Using your schema when publishing mediachain records
To ingest the MoMA artworks using the published schema:
mcclient publish --namespace museums.moma.artworks --idFilter .ObjectID --schemaReference QmdfuvXHnKtewFeunFBBDHrTsG5qyHBFCruWWh4xxXm9PA Artworks.ndjson
The mcclient publish
command also accepts newline-delimited json, so we give it the same file we prepared earlier as the final argument. If the argument is ommitted, it will read from standard input.
The --idFilter
flag is a jq filter that selects the ObjectID
field from the input records. Note the .
preceeding the field name; without it jq will give you an error. This produces a mediachain “WKI” (well-known-identifier), that can be used to look up the records in queries.
The --namespace
flag is also required to give the records a “home” in the mediachain hierarchy.
The --schemaReference
is the object ID of the schema we published earlier.

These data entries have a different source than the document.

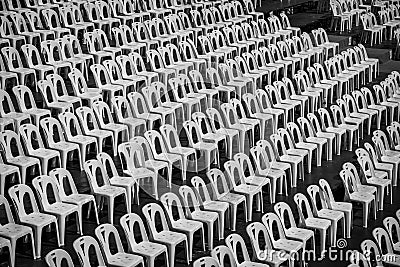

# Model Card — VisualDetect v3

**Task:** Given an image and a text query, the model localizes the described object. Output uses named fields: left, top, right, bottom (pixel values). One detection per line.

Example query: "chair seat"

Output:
left=154, top=230, right=187, bottom=245
left=30, top=148, right=59, bottom=159
left=349, top=192, right=375, bottom=202
left=62, top=193, right=94, bottom=206
left=145, top=160, right=168, bottom=171
left=51, top=141, right=79, bottom=152
left=95, top=185, right=125, bottom=197
left=234, top=183, right=261, bottom=195
left=219, top=192, right=246, bottom=204
left=3, top=112, right=30, bottom=122
left=317, top=208, right=344, bottom=221
left=305, top=217, right=331, bottom=230
left=280, top=154, right=302, bottom=164
left=366, top=177, right=391, bottom=187
left=326, top=127, right=346, bottom=135
left=0, top=163, right=19, bottom=176
left=245, top=175, right=270, bottom=187
left=170, top=147, right=195, bottom=157
left=203, top=200, right=229, bottom=213
left=172, top=219, right=203, bottom=232
left=8, top=155, right=40, bottom=167
left=286, top=227, right=314, bottom=241
left=306, top=137, right=327, bottom=145
left=108, top=252, right=143, bottom=267
left=110, top=176, right=137, bottom=187
left=132, top=241, right=166, bottom=258
left=0, top=223, right=32, bottom=239
left=191, top=210, right=219, bottom=222
left=20, top=212, right=56, bottom=227
left=273, top=239, right=303, bottom=252
left=45, top=202, right=78, bottom=216
left=202, top=132, right=226, bottom=143
left=331, top=202, right=352, bottom=213
left=193, top=142, right=217, bottom=152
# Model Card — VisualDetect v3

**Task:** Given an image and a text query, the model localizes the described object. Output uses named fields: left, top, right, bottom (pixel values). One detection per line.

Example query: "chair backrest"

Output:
left=144, top=130, right=169, bottom=157
left=8, top=184, right=40, bottom=218
left=224, top=160, right=246, bottom=188
left=225, top=233, right=252, bottom=265
left=142, top=202, right=170, bottom=237
left=183, top=120, right=204, bottom=147
left=179, top=185, right=202, bottom=216
left=0, top=130, right=26, bottom=160
left=160, top=192, right=186, bottom=224
left=73, top=236, right=106, bottom=267
left=372, top=227, right=395, bottom=255
left=318, top=179, right=336, bottom=208
left=274, top=201, right=298, bottom=231
left=191, top=176, right=213, bottom=204
left=159, top=124, right=182, bottom=151
left=0, top=90, right=17, bottom=117
left=120, top=213, right=150, bottom=252
left=49, top=168, right=79, bottom=199
left=97, top=152, right=120, bottom=179
left=193, top=257, right=220, bottom=267
left=92, top=101, right=116, bottom=128
left=207, top=168, right=231, bottom=199
left=95, top=223, right=125, bottom=261
left=211, top=245, right=236, bottom=267
left=307, top=184, right=328, bottom=216
left=360, top=239, right=383, bottom=267
left=83, top=159, right=110, bottom=192
left=118, top=142, right=146, bottom=176
left=262, top=212, right=288, bottom=246
left=32, top=175, right=63, bottom=210
left=245, top=222, right=272, bottom=261
left=293, top=192, right=314, bottom=225
left=383, top=217, right=400, bottom=246
left=19, top=123, right=46, bottom=155
left=40, top=117, right=66, bottom=147
left=45, top=249, right=74, bottom=267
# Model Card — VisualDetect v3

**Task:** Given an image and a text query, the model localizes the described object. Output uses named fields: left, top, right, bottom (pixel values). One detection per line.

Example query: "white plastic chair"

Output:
left=191, top=176, right=229, bottom=238
left=142, top=203, right=189, bottom=267
left=0, top=130, right=41, bottom=184
left=83, top=159, right=128, bottom=224
left=129, top=136, right=170, bottom=189
left=262, top=212, right=304, bottom=267
left=270, top=133, right=304, bottom=187
left=357, top=155, right=392, bottom=210
left=339, top=168, right=376, bottom=228
left=183, top=120, right=220, bottom=172
left=19, top=124, right=61, bottom=175
left=206, top=107, right=241, bottom=157
left=307, top=185, right=345, bottom=246
left=36, top=80, right=74, bottom=115
left=319, top=179, right=353, bottom=238
left=160, top=124, right=197, bottom=180
left=274, top=202, right=315, bottom=252
left=224, top=160, right=263, bottom=221
left=244, top=224, right=289, bottom=266
left=49, top=168, right=99, bottom=226
left=179, top=185, right=220, bottom=250
left=0, top=195, right=36, bottom=265
left=73, top=236, right=106, bottom=267
left=32, top=175, right=81, bottom=246
left=307, top=113, right=336, bottom=159
left=120, top=213, right=169, bottom=267
left=8, top=184, right=59, bottom=259
left=97, top=152, right=136, bottom=213
left=207, top=169, right=248, bottom=231
left=293, top=193, right=331, bottom=255
left=372, top=227, right=400, bottom=265
left=45, top=248, right=73, bottom=267
left=95, top=223, right=144, bottom=267
left=145, top=130, right=183, bottom=185
left=58, top=112, right=98, bottom=167
left=111, top=96, right=147, bottom=139
left=0, top=90, right=31, bottom=130
left=361, top=239, right=400, bottom=267
left=160, top=192, right=205, bottom=262
left=383, top=217, right=400, bottom=254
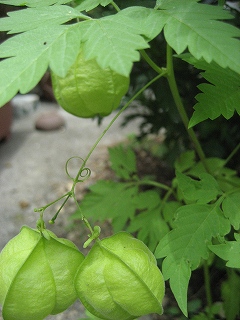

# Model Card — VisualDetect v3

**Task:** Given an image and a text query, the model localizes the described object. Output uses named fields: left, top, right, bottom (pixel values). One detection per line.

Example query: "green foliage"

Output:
left=76, top=0, right=112, bottom=12
left=72, top=180, right=139, bottom=231
left=0, top=0, right=71, bottom=6
left=175, top=171, right=221, bottom=204
left=0, top=5, right=83, bottom=33
left=209, top=234, right=240, bottom=268
left=126, top=190, right=169, bottom=252
left=222, top=191, right=240, bottom=229
left=180, top=55, right=240, bottom=127
left=108, top=144, right=137, bottom=180
left=155, top=203, right=230, bottom=315
left=0, top=0, right=240, bottom=319
left=74, top=143, right=240, bottom=317
left=155, top=0, right=240, bottom=73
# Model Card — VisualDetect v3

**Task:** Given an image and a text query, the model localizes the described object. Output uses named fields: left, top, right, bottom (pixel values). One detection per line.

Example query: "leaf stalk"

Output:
left=203, top=260, right=214, bottom=320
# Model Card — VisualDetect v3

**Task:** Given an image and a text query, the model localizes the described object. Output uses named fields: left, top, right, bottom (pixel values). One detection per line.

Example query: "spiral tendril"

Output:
left=65, top=156, right=91, bottom=183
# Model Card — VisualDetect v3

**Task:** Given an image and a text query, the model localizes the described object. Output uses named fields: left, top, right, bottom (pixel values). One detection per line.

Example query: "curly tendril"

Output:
left=65, top=156, right=91, bottom=183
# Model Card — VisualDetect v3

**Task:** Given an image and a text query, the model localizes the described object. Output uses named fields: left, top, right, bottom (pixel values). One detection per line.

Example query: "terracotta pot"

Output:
left=0, top=101, right=13, bottom=141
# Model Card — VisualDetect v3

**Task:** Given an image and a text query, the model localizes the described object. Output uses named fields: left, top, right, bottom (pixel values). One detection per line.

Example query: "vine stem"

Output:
left=224, top=142, right=240, bottom=166
left=110, top=1, right=120, bottom=12
left=166, top=44, right=211, bottom=173
left=140, top=49, right=165, bottom=74
left=34, top=192, right=70, bottom=213
left=74, top=72, right=166, bottom=183
left=136, top=180, right=171, bottom=192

When you provide a schema reference to the mcclient publish
command, your input objects are validated against it, and wrapped in a small outer object that contains a link to the schema in the schema
field, with your record as the data
field. Wrapping objects in this way allows other users to fetch the schema for a record without needing to know it up front.
For example, this MoMA artist record:
{
"ArtistBio": "American, 1934\u20132015",
"BeginDate": 1934,
"ConstituentID": 67350,
"DisplayName": "Howard Guttenplan",
"EndDate": 2015,
"Gender": null,
"Nationality": "American",
"ULAN": null,
"Wiki QID": null
}
Would stored in mediachain as:
{
"schema": {
"/": "QmXciNhn4P6veuojsR6uRGHBu27pAztp5o1rtMkkmsTtUf"
},
"data": {
"ArtistBio": "American, 1934\u20132015",
"BeginDate": 1934,
"ConstituentID": 67350,
"DisplayName": "Howard Guttenplan",
"EndDate": 2015,
"Gender": null,
"Nationality": "American",
"ULAN": null,
"Wiki QID": null
}
}